Firenze non dimentica: nonostante l’impossibilità di ritrovarsi tutti insieme per strada e in piazza o in una sala conferenze, nonostante l’emergenza sanitaria che costringe le persone a stare ancora distanti. Non dimentica la Regione e tutta la Toscana, che martedì 26 maggio, assieme all’Associazione ‘Tra i familiari delle vittime della strage dei Georgofili’, con la collaborazione dei Comuni di Firenze e San Casciano in Val di Pesa, ricorderanno quel boato che ventisette anni fa, nel 1993, sconquassò la città in una tranquilla notte di maggio ed uccise cinque persone ferendone 41 e devastando un angolo del centro storico: via dei Georgofili e la Torre de’ Pulci.
Il programma Dalle 9 della mattina del 26 una serie di video con interventi istituzionali e dei rappresentanti delle associazioni di vittime di terrorismo e di mafia si susseguiranno uno dietro l’altro. Le testimonianze sono state raccolte dalla Regione Toscana e i video saranno pubblicati, oltre che sul nuovo sito e sui social dell’associazione dei familiari, anche sul sito di Toscana Notizie, l’agenzia di informazione della giunta regionale. Poi, nella notte tra martedì e mercoledì, a mezzanotte e mezzo, la commemorazione proseguirà con la diretta facebook da via dei Georgofili e la deposizione, alle una e quattro minuti, l’ora esatta in cui la bomba scoppiò, di una corona di fiori. La mattina dopo l’appuntamento, come al solito, si sposterà al cimitero della Romola, frazione del Comune di San Casciano in Val di Pesa, sulla tomba della famiglia Nencioni: anche in questo caso una cerimonia con poche persone, diretta facebook e videomessaggi.

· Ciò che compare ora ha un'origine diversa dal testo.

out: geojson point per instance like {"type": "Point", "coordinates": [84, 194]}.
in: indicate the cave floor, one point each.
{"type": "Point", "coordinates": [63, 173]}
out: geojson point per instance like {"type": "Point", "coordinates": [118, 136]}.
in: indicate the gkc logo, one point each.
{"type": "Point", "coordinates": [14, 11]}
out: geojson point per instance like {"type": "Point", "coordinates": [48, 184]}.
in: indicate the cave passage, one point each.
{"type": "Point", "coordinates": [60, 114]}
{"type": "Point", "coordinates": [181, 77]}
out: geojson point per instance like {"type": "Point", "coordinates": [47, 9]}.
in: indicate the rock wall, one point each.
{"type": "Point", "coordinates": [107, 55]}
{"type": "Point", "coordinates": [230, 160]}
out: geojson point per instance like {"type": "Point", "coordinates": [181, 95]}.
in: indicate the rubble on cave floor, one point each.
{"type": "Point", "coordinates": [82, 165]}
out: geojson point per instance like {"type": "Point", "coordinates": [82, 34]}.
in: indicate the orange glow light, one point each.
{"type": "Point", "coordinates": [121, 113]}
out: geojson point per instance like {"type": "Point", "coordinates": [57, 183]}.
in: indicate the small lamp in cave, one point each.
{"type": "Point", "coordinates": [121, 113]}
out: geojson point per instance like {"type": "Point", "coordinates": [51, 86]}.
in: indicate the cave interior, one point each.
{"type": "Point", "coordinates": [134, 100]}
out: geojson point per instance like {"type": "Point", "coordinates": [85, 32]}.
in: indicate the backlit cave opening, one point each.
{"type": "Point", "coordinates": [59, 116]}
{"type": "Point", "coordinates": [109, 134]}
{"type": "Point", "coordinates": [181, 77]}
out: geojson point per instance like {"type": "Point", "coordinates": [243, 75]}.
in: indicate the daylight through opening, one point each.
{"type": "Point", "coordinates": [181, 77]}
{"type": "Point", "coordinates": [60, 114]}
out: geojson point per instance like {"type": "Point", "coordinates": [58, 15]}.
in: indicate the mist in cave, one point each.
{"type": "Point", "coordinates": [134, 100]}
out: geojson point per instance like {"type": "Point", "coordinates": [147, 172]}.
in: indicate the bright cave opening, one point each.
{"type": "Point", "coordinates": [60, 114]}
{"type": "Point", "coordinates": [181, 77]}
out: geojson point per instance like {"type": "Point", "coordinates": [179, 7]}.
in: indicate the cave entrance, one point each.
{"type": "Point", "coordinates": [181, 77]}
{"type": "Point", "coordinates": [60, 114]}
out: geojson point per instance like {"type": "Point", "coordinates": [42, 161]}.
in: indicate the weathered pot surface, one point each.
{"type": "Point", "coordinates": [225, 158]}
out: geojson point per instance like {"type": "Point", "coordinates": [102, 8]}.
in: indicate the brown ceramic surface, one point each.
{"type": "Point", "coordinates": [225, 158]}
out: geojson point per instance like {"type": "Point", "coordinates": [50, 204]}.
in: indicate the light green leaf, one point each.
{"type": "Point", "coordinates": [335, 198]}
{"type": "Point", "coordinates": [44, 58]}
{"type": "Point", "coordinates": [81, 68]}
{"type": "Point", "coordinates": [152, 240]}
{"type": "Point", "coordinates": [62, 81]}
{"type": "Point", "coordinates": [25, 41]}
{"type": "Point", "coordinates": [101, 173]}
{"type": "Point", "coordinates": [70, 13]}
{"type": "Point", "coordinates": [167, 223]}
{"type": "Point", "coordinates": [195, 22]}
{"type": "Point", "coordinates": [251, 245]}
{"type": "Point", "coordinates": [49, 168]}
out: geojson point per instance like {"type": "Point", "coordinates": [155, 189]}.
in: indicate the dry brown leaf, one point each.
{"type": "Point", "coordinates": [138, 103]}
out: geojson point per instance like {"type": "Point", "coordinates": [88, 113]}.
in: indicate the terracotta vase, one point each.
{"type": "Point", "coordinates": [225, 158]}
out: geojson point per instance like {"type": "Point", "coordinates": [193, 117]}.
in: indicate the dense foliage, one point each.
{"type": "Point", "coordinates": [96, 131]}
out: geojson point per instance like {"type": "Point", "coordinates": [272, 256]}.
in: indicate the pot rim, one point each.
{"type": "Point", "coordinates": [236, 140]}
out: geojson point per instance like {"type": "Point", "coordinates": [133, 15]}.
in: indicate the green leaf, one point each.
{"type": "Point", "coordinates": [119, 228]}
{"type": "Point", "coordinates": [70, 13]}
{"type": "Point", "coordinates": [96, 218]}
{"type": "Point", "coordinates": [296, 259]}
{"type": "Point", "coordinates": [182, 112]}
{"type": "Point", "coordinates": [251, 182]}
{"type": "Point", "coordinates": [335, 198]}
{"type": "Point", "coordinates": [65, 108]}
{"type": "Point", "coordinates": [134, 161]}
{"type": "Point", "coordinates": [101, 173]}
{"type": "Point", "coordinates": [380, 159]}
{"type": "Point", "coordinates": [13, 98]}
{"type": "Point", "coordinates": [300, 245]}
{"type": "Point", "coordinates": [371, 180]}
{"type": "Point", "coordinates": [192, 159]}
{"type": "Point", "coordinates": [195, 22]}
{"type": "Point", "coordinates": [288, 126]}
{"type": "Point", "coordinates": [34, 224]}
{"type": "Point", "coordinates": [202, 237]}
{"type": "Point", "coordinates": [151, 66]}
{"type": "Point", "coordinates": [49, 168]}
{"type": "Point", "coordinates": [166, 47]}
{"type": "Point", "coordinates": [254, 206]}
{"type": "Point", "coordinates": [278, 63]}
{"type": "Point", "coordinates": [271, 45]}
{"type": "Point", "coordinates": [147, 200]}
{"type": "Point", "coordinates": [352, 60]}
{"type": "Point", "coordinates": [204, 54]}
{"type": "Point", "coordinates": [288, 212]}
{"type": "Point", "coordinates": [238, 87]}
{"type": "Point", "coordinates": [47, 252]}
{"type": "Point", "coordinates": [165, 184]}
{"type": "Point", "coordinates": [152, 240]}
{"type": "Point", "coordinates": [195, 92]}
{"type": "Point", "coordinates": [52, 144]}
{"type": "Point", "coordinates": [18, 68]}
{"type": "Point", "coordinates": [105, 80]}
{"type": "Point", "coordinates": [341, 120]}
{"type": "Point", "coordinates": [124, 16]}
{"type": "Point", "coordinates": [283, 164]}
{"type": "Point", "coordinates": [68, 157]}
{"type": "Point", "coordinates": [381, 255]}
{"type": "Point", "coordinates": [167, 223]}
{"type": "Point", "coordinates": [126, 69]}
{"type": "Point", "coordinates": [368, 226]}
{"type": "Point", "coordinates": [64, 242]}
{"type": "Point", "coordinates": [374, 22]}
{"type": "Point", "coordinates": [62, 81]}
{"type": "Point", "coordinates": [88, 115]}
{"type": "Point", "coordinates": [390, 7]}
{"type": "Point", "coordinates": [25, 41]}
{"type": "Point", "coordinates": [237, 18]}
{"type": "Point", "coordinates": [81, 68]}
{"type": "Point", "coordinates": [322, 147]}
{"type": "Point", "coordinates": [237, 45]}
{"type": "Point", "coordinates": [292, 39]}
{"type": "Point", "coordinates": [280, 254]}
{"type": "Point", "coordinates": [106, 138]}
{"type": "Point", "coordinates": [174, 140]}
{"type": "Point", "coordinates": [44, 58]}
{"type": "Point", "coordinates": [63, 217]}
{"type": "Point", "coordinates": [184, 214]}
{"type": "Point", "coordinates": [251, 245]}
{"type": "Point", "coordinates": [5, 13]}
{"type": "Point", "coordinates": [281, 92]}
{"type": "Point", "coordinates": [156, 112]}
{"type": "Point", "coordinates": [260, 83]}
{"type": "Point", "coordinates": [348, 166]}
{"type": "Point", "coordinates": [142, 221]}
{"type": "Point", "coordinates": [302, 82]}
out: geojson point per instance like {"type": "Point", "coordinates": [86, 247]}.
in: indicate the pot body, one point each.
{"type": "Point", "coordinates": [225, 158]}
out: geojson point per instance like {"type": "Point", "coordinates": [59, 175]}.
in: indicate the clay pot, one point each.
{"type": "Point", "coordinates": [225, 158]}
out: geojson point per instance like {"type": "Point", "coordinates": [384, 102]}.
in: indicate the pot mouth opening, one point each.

L’assessore Bugli: «Per combattere le mafie servono sensibilità e conoscenza diffusa» «La strage dei Georgofili ha fatto da spartiacque nella vita di Firenze e anche in quella del nostro Paese – ricorda l’assessore alla Legalità della Toscana Vittorio Bugli-. Allora si aprì una ferita che forse non si richiuderà mai ma che, almeno in Toscana, ci ha insegnato nuovi modi per combattere il terrorismo e la criminalità organizzata. Accanto all’azione della magistratura e delle forze dell’ordine abbiamo infatti creduto ed imparato che fosse necessario agire sulla diffusione della cultura democratica e sulla conoscenza dei fenomeni mafiosi, per essere in grado di riconoscerli alle prime avvisaglie e combatterli nel modo più efficace possibile. Per combattere la criminalità organizzata – conclude Bugli – servono bravi magistrati, intelligenti e decisi ad andare fino in fondo: come Giovanni Chelazzi, che quest’anno, il 17 aprile, non abbiamo potuto ricordare come al solito presso il tribunale di Firenze. Come anche, per rimanere in Toscana, Vigna, Nicolosi, Crini e Caponnetto. Per combattere le mafie servono però anche sensibilità e conoscenza diffusa».